Integrating innovative banking services: Can traditional banks play the Fintech game?

The significance of developing new and innovative banking solutions have necessitated that the global banking sector becomes more technologically competent and incorporate the practices that were once strictly the domain of the Fintech startups (The Financial Brand). With the rising popularity of Fintech, and new and innovative solutions like Iban Wallet, traditional banks are forced to make their transactions and practices more efficient, digitize their products and services and overall improve their processes in order to cater to the changing needs and preferences of a time-starved and technologically savvy clientele.

Emerging trends like e-payments, m-payments, road advisors, cybersecurity and crypto-currency are threatening the prospects, as well as the existence of the traditional banking industry (Olshanetsky, 2017) and conventional banks and credit unions, have become more willing to integrate innovative banking services in their product and service portfolio. Even the traditional banking services – like bank deposits, cash deposits, capital investments, cash investment management and retirement saving plans – are moving towards a complete digital experience. New and advanced investment options like those offered by Iban Wallet and other Fintech start-ups, are offering convenient, profitable and easily accessible investment accounts.

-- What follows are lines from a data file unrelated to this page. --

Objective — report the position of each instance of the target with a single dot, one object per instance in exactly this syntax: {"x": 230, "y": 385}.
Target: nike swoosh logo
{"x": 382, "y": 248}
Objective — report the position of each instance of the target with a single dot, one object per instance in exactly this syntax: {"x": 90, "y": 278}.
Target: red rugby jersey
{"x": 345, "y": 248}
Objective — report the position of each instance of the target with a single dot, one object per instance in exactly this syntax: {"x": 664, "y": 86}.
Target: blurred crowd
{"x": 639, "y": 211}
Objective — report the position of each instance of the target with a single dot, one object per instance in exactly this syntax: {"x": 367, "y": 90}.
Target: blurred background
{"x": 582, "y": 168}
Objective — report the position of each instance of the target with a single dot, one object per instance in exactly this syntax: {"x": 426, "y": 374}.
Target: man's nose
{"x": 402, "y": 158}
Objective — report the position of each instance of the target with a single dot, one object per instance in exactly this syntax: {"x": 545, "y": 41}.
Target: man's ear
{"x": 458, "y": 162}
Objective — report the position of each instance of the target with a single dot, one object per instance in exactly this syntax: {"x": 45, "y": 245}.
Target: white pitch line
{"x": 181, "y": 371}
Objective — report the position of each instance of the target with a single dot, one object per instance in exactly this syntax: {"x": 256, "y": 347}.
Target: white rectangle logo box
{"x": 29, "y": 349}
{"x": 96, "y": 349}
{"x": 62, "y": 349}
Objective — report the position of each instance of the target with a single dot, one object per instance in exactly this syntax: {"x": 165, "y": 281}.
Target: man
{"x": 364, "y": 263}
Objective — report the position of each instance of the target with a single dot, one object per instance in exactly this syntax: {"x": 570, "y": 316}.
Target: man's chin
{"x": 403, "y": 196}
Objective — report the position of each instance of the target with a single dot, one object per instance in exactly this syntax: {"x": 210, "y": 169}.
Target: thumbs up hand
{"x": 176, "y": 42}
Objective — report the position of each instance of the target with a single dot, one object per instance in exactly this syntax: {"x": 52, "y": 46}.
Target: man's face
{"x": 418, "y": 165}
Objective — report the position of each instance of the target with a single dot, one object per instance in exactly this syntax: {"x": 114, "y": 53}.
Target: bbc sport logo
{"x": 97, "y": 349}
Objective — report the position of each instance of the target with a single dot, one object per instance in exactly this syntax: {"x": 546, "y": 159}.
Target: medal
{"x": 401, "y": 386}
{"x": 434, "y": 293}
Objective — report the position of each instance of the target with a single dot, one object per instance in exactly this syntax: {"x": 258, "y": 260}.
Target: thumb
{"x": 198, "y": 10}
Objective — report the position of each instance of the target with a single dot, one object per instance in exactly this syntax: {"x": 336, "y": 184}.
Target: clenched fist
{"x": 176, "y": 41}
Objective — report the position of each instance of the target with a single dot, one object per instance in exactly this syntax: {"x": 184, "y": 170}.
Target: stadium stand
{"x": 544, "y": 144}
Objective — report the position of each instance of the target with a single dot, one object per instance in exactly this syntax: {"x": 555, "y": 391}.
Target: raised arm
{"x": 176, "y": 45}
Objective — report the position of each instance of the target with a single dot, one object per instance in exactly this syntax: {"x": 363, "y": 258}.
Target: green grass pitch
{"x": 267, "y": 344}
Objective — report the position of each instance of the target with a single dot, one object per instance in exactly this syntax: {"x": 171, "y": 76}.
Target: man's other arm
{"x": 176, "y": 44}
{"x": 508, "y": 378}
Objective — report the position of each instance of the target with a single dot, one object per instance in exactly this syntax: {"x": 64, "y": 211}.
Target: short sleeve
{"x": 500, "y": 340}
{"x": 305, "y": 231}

Source: EY, A vision for platform-based banking, Pg.7

For more than a century, banks have fought to maintain full control of their entire value chain (Corradi and Peacock, 2019). Vertically integrated banks and financial institutions found the challenges of innovation, technology and the digitizing process incompatible with their old and outdated business model. However, with the rise of open banking and platform-based banking pioneered by the Fintech ecosystem, commercial banks are now realizing the importance of financial technology, mobile internet revolution and a broad array of technological interventions that are expected to transform the very fabric of the industry.

Fintech, a linguistic marriage of the two terms, finance and technology, is an up-and-coming financial sector development of the 21st century (Romānova and Kudinska, 2016). Fintech companies are businesses that integrate technology to develop and deliver new and better financial products and services for both individual customers and businesses. As competition from Fintech startups and platform-based banking continues to mount, commercial banks and traditional financial institutions need to reevaluate their vertically integrated banking model and incorporate innovative products and services for their customers (Albizzato and Wallace, 2019).

Fintech startups have begun to join hands with these traditional banks to integrate the ‘best of the two worlds’ in order to cater more effectively to changing customer demands and needs. In fact, fast-moving, forward-looking banks and credit unions are already in the process of combining the platform strategy with their own conventional platforms in order to offer a more unified and inclusive product portfolio. Some of the largest and more established banks across Europe and North America are currently involved in joint projects with commercial banking partners to introduce and establish Fintech divisions within their existing business model.

Platform-based banking overview

Source: EY, A vision for platform-based banking, Pg.11

As customer needs, habits and expectations continue to evolve, commercial banks and financial institutions need to develop and incorporate innovate new strategies to position themselves more favorably in the banking marketplace (Bricio, 2019). The new Fintech ecosystem has already begun to inaugurate new channels, new platforms and new banking products and services. The good thing is that these new developments do not require big budgets or heavy cash investments in infrastructure to upgrade to the new technologies. In fact, most of these capabilities and expertise are well within the reach of the commercial banking sector, allowing for these modifications to be attainable and practicable (Wallace, Albizzati and Raghavan, 2018).

Both Fintech companies and commercial banks are expected to gain from these joint partnerships. Fintech will build and power the technology products and services on behalf of their banking partners, who will, in turn, offer the former greater access to the mass banking marketplace. These joint efforts must take into consideration the behavioral transaction data, the various customer touch-points as well as tailored clustering solutions that will provide real value to final consumers.